We made a quick run in the late afternoon, and found nothing of real significance, although the sundown was nice.
The lighthouse at its point does not occupy the high ground, but is at the tip and down 300 feet from the land mass. Turns out that was a good move, because fog is frequent and it generally is more dense the higher you go. This placement ensures the greatest opportunity for its light to be seen by ships on the water.
The wind is so terrific at the lighthouse point (they’ve recorded a gust of 133mph!) that trees just don’t grow until a mile inland. Fog is ever present, and temperatures seem to be 10 degrees cooler than the mainland.
The lighthouse was closed when we were there, and I wasn’t impressed by the lighting for a shot from 300 feet away…down the cliff….
Didn’t I start this post by recommending a visit?
Well, we read up about Point Reyes, and decided to made a return visit.

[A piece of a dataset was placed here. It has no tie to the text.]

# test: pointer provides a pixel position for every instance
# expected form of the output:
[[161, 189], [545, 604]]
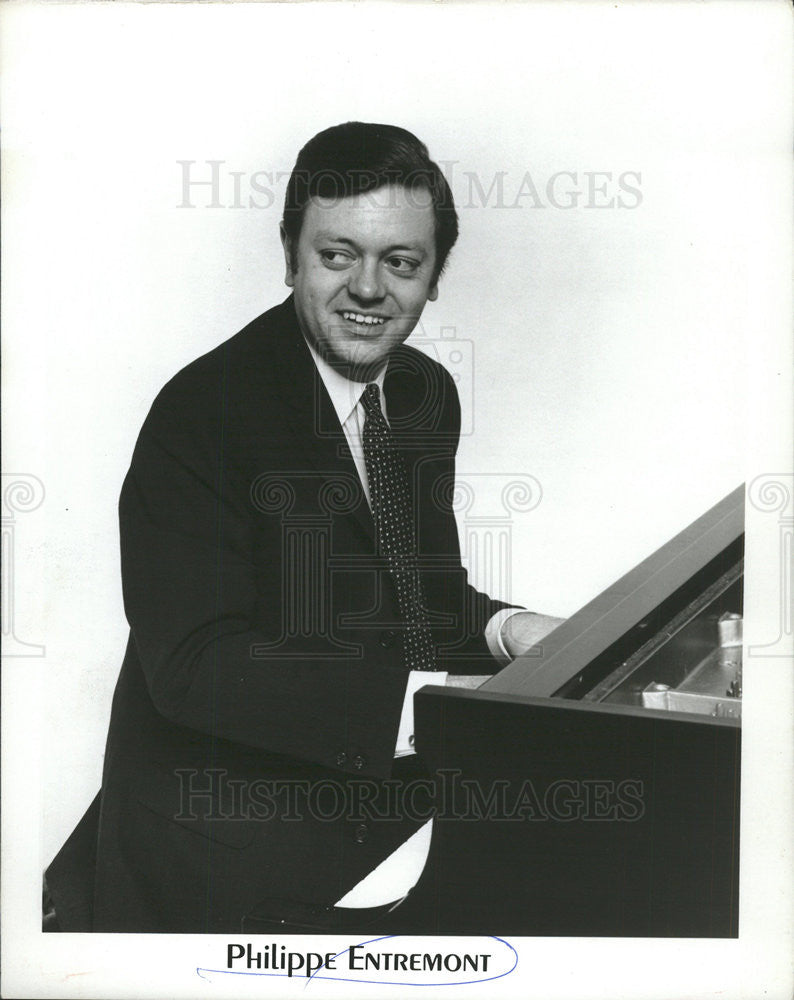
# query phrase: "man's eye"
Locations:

First of all, it was a sunny day, so photos were more fun and stopping along the way was more worthwhile. You learn so much more when you slow down….
The peninsula is about 20 miles wide near the mainland, and really has some convoluted topography with pretty dense forest in several areas. But the trees get interesting nearer the point where they quit growing.

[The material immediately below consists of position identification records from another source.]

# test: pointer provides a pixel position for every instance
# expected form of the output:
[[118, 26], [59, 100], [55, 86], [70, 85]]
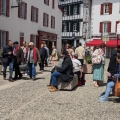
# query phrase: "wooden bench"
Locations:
[[68, 85]]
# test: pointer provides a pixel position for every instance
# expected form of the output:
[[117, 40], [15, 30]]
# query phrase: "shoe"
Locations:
[[101, 97], [53, 89], [26, 74], [33, 78], [104, 99], [11, 80], [4, 78]]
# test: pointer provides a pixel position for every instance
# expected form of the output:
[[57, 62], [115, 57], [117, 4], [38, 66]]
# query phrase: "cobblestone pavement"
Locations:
[[31, 100]]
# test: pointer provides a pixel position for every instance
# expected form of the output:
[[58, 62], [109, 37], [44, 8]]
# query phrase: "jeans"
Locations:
[[42, 64], [54, 77], [32, 70], [110, 85], [10, 68]]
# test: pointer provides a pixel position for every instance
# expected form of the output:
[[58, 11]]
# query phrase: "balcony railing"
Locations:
[[69, 2]]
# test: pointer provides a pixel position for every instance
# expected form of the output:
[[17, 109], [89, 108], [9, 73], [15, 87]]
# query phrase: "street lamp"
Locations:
[[18, 2]]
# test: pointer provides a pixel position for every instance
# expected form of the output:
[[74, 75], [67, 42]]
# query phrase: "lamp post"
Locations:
[[18, 2]]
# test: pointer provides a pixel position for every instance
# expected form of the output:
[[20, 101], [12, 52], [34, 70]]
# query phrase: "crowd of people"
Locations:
[[14, 55]]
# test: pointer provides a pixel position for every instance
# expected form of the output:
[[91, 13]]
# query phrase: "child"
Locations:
[[111, 83]]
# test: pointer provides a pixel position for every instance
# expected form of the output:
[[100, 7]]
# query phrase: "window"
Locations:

This last photo shows a line of trees that have managed to grow near the lighthouse point in the lee of the lightkeeper’s residence. They cling to the edge of a precipice with this strange posture!
Back from the point a ways, the ground drops down near the ocean level.
One of us went closer, to capture the waves in a more personal way….
All of this was interesting enough, but then we came back from the point a couple miles, and went over to a protected cove on the north side.
We were kept back from their beach by signs and topography, but we could hear their roaring noises when the alpha male was displeased by the approach of another male from the water! The two smaller seals in the second photo were playing with each other, under the watchful eye of a seemingly amused older male.
But wait, there’s more!
The park undertook an effort in 1970 to assist in bringing back from near extinction one of the two types of elk that are found only in California, Tule Elk. They have done well here, growing from 10 animals to about 450.